The three remaining F-Class boats were relieved in November, 1915, by four K-Class submarines and a tender, the ALERT. (Two years later the F-1 collided with the F-3 and sank off the California Coast.) These K-Class boats were the first naval vessels expected to be permanently assigned to Pearl Harbor as their home base. Their temporary base was established at Kuahua Island in Pearl Harbor — no longer an island. (From dredging and land fill, the island was connected to the shoreline early in 1942 and became an integral part of the land on which the Naval Supply Center was built.)

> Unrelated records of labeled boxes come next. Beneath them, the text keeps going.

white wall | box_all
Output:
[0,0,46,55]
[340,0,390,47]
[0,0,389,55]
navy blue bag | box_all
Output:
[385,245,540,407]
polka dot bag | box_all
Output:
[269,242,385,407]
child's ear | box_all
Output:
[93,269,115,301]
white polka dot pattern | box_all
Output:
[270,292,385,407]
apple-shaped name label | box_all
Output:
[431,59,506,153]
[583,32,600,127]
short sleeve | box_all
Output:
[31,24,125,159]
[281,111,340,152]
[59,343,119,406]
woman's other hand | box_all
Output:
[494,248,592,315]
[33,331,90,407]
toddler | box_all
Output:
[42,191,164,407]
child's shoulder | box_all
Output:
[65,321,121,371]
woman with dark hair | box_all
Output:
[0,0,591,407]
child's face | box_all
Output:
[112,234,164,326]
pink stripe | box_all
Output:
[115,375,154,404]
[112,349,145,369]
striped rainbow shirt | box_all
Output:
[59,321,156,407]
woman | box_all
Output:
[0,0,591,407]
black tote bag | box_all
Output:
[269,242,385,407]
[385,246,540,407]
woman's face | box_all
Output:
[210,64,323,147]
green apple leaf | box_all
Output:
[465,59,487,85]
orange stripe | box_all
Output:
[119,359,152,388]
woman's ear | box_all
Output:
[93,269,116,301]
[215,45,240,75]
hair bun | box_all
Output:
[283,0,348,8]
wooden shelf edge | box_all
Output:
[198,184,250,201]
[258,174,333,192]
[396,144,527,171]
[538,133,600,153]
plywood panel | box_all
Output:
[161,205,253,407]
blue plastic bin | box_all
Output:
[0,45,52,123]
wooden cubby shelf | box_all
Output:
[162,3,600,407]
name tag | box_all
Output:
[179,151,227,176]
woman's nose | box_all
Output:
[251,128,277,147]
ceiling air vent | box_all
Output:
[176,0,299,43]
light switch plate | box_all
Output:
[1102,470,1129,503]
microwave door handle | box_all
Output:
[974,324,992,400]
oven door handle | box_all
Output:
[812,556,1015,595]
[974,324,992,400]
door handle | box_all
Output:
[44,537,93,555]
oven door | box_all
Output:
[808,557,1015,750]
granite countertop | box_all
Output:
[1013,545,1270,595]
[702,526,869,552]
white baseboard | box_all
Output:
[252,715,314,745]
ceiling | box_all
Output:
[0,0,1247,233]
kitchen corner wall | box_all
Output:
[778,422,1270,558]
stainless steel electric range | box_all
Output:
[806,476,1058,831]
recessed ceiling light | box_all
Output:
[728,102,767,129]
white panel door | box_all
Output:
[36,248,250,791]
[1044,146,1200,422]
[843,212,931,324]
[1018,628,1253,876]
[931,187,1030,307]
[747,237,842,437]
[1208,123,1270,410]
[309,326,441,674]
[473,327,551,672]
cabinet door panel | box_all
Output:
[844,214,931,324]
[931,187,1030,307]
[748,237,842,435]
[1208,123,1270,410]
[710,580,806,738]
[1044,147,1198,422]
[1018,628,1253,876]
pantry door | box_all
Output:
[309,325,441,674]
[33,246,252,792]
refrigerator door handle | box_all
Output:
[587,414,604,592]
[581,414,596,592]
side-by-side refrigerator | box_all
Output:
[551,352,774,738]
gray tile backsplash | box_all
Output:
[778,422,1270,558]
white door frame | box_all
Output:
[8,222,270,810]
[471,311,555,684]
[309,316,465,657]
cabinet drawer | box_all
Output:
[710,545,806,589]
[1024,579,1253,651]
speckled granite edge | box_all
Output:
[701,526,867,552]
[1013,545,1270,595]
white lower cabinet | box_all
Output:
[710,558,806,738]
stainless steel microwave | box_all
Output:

When the U.S. entered World War I, the decision was made to reassign the K-Class boats to the Atlantic. On October 31, 1917, they departed Pearl Harbor for their new home at Key West, Florida.

As we know, Germany had imposed no limitations on employment of her submarines in World War I, (or in World War ll). Submarines to them were far from the pure coastal defense vehicles we originally planned them to be. The German U-Boats cut the life line to Great Britain and her allies by sinking merchant ships without warning, to prevent supplies of all kinds getting to, particularly the British Isles. The submarine had profoundly altered the conduct of war at sea.

Our national morality at the time of Germany’s unrestricted submarine warfare campaign was such that we deplored this indiscriminate sinking of merchant ships without warning and without providing safety for the crews. President Wilson made our position known to the Kaiser on several occasions without success.

Finally, on February 4, 1917, Germany ordered and announced all-out attacks by U-Boats on merchant ships, i.e. unrestricted submarine warfare. As a result of this action, President Wilson broke diplomatic relations with Germany and three weeks later ordered the arming of our merchant ships. On February 26, 1917, at the peak of the U-Boat campaign, the President asked Congress to declare war on Germany.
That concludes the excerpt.